Think about it, it's like a marathon for you chest just like long distant runners all very scrawny most of the time.

You tend to hit more of the slow twitch fibres which responsible for muscluar endurance as opposed to the fast twitch fibres responsible for more explosive/short sharp bursts.


----------



## dtlv (Jul 24, 2009)

The key thing to remember with whatever kind of workout/set and rep scheme you are doing is that to force adaptation to the exercise you need to be taking the muscle to a point where you are exherting significant effort, or causing overall failure.

That's the main thing, but remember also that not all forms of training will result in the same kind of adaptation, and the more high rep you go (either in a single set or by use of tri sets or drop sets), the more failure is induced not so much by stimulating the big fast twitch muscle fibres, but rather by build up of localised acidity (due to the metabolism of pyruvate and lactate) interfering with nerve conductivity and neuromuscular control. In this situation, adaptation will lead more towards developing better muscular endurance than towards mass and strength gain (although you will gain some size and strength).

There's nothing wrong with building up muscular endurance, is a very positive physical trait to have and it enables more intense training, but if your main focus is mass or strength gain then trisets alone are not optimum I don't think for that particuar goal.

A good approach for the natural trainier that leads to all round development that includes both muscular endurance and strength and size focused work is to alternate reps each time you train a bodypart - one session train in the low to medium rep range (1 to 10 reps per set), and then next session go for higher rep single sets or drop sets or supersets/tri sets etc.


----------



## maxie (Jan 31, 2011)

I would pick one exercise some kind of bench press,work hard at it and build the weight up doing straight sets.
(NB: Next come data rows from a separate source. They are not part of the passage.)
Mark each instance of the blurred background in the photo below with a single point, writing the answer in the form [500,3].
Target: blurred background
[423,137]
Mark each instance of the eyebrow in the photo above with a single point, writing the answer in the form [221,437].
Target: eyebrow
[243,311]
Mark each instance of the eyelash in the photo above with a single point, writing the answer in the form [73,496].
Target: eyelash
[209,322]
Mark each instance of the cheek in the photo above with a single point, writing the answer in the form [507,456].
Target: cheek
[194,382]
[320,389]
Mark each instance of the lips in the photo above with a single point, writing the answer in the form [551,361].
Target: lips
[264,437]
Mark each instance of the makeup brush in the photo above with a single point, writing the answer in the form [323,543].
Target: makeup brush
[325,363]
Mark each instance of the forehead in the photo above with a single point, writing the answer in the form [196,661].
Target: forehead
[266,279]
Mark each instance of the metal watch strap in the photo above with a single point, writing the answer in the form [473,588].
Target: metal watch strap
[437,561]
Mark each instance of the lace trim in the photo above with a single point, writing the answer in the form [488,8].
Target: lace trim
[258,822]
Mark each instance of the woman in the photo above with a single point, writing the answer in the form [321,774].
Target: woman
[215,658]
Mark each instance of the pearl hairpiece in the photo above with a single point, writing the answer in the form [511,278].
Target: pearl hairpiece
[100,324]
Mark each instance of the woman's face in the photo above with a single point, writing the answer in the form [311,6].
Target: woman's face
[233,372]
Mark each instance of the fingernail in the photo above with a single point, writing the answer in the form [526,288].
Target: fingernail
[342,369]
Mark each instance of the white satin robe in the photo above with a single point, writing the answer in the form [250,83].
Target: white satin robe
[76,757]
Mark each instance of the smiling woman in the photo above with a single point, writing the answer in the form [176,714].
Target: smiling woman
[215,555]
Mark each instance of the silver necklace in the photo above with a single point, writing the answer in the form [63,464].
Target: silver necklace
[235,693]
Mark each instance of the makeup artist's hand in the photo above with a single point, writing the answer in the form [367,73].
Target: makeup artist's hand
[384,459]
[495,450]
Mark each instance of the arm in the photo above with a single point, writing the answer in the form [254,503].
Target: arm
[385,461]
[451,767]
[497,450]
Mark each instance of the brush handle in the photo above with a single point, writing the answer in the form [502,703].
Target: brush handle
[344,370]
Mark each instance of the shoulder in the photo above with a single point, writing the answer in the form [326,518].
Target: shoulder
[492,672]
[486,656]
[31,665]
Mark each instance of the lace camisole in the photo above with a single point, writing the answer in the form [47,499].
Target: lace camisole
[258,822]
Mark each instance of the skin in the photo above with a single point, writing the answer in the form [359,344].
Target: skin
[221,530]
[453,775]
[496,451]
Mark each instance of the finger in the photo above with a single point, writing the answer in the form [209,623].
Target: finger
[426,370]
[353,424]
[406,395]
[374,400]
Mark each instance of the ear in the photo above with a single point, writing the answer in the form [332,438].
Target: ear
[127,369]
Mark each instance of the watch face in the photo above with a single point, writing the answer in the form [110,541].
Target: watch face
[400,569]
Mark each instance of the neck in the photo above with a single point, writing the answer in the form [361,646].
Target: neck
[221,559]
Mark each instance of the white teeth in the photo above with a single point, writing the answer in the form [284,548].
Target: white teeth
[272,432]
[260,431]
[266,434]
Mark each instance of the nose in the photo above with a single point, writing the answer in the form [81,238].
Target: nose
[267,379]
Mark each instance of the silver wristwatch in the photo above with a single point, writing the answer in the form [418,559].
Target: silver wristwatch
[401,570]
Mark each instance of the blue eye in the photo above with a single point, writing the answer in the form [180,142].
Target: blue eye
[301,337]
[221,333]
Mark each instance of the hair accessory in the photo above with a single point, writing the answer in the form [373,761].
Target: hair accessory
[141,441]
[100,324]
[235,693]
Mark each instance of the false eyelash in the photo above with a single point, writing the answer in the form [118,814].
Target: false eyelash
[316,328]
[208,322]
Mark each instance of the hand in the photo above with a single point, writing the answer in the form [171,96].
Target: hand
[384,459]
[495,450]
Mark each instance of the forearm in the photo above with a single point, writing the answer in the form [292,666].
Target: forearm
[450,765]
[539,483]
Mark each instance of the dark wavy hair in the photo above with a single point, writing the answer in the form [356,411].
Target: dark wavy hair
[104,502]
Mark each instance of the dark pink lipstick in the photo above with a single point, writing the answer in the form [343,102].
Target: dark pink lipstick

Trisets and volume training of any kind never done anything for me


----------



## Milky (Nov 30, 2008)

This will sound quite anal but IMO you have to concentrate on the muscle your working, if your not feeling it you change / adapt what your doing till you can. It can be as simple as just changing position slightly from my experience mate.


----------



## RickMiller (Aug 21, 2009)

Pump is important to create further stretching of the sarcolemma, but it isn't the be-all and end-all. The main thing to focus on is progressive overload, as the others have stated find an exercise that you can progress safely and consistently in strength. Vary your volume and intensity to prevent CNS fatigue and stalling (e.g. make sure you deload) and the gains will come with time.


----------



## Moonbeam (Jul 20, 2011)

Well have been doing incline and decline previously but feel more of a workout from flys and press ups. Seem to get more of a muscle and mind thing going on. Currently doing this as follows

mon

bench press 3x5 heavy

squat 3x5 heavy

deadlift 3x5 heavy

wed

Dips 4x8 weighted

pull ups 4x8 weighted

deadlift 3x5 heavy

fri

same as monday

All working good but chest lagging a lil


----------



## NoGutsNoGlory (Jun 11, 2009)

Whoa there horsey!!!

Squats, bench and deads on the same day. Bonkers. And doing it twice a week.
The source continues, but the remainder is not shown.